Microcomputers became popular, in part, because businesspeople saw them as a low-cost means of tracking inventory, processing orders, printing payroll checks, and so forth. Business applications required fast access to individual records in a large database. One of the first microcomputer database tools was dBASE II, a single-user product with its own programming language and file format. Today Windows programmers have a wide choice of programmable database management systems (DBMS's), including Inprise Paradox, Microsoft Access, Microsoft FoxPro, and Powersoft PowerBuilder. Most of these products can access both local data and remote data on a central computer. The latter case requires the addition of database server software such as ORACLE or Microsoft SQL Server.
Microsoft SQL Server is included with the Enterprise Edition of Visual C++.
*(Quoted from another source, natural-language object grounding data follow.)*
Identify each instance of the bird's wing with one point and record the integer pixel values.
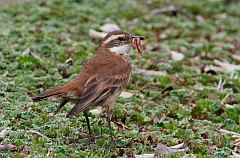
(98, 88)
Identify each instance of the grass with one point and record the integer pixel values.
(187, 96)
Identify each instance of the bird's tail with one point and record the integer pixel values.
(45, 95)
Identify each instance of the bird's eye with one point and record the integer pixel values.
(120, 38)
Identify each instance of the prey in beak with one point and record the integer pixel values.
(137, 42)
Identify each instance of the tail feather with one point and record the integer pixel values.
(45, 95)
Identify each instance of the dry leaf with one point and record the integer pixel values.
(97, 112)
(144, 156)
(29, 52)
(227, 67)
(235, 155)
(189, 156)
(171, 9)
(150, 73)
(236, 57)
(228, 132)
(5, 132)
(163, 150)
(109, 27)
(176, 56)
(7, 147)
(125, 94)
(95, 34)
(236, 140)
(37, 133)
(69, 62)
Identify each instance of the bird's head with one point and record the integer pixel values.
(120, 42)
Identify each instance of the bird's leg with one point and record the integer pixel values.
(90, 139)
(63, 101)
(109, 117)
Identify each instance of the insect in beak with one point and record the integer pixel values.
(137, 43)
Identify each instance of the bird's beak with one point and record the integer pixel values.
(137, 42)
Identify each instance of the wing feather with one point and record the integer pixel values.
(97, 89)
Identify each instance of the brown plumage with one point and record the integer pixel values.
(101, 80)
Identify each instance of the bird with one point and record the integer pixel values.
(101, 80)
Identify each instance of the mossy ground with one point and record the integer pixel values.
(194, 105)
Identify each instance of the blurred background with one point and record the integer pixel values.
(185, 87)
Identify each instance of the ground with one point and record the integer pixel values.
(193, 100)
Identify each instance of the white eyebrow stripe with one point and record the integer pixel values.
(113, 37)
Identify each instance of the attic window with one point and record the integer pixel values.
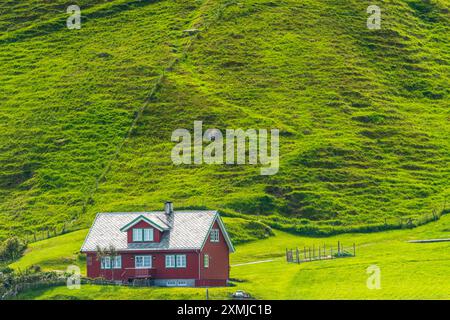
(214, 235)
(142, 235)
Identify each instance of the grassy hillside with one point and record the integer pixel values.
(87, 114)
(408, 270)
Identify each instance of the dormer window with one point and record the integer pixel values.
(143, 235)
(214, 237)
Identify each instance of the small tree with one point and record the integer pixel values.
(11, 249)
(110, 252)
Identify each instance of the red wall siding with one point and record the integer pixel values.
(216, 275)
(158, 262)
(219, 264)
(142, 224)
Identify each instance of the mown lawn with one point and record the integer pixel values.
(408, 271)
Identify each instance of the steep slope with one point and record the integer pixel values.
(363, 114)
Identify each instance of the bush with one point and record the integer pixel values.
(11, 249)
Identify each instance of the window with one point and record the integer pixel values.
(116, 262)
(140, 235)
(176, 283)
(170, 261)
(176, 261)
(182, 283)
(142, 262)
(171, 283)
(106, 263)
(137, 235)
(148, 234)
(181, 261)
(214, 235)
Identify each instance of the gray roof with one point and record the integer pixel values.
(187, 230)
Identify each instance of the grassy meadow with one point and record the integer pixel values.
(86, 115)
(408, 270)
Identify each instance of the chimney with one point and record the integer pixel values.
(168, 207)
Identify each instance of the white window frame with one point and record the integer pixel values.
(180, 261)
(106, 263)
(171, 283)
(143, 265)
(148, 234)
(214, 236)
(170, 261)
(137, 235)
(175, 261)
(182, 283)
(117, 262)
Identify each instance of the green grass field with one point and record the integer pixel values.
(363, 114)
(408, 270)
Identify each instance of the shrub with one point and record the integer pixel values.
(11, 249)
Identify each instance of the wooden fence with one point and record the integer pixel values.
(323, 252)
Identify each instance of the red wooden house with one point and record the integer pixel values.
(169, 248)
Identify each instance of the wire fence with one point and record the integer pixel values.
(322, 252)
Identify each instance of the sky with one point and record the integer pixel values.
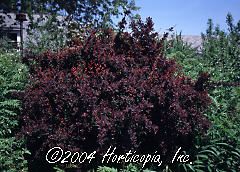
(188, 16)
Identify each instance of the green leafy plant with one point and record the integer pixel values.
(12, 79)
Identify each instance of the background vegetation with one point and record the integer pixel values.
(217, 150)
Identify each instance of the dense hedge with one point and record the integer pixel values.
(112, 89)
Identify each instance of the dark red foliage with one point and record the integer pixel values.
(111, 89)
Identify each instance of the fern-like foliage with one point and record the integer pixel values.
(12, 79)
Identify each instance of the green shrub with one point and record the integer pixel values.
(12, 79)
(219, 151)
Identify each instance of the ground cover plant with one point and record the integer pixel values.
(111, 89)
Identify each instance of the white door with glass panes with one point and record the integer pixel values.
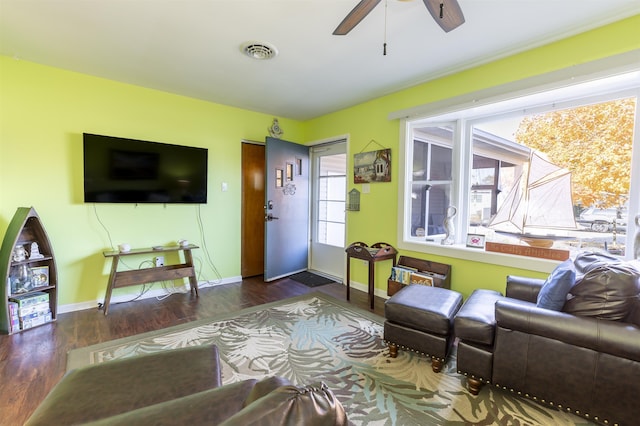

How do you, as an MFC programmer, fit into the picture? Visual C++ contains all the components you'll need to write C++ database applications for Microsoft Windows. Indeed, the product contains two separate client-side database access systems: Open Database Connectivity (ODBC) and Data Access Objects (DAO). In addition, Visual C++ now contains wrapper templates for interacting with data directly through OLE DB. This chapter covers the ODBC standard, which consists of an extensible set of dynamic link libraries (DLLs) that provide a standard database application programming interface. ODBC is based on a standardized version of Structured Query Language (SQL). With ODBC and SQL, you can write database access code that is independent of any database product.
Visual C++ includes tools and MFC classes for ODBC, and that's the subject of this chapter. You'll learn the basics of ODBC, and you'll see four sample programs: one that uses the ODBC rowset with support from the MFC CRecordset class (EX31A), one that uses the MFC CRecordView class (EX31B), one that uses multiple recordsets (EX31C), and one that uses the CRecordset class without binding (EX31D).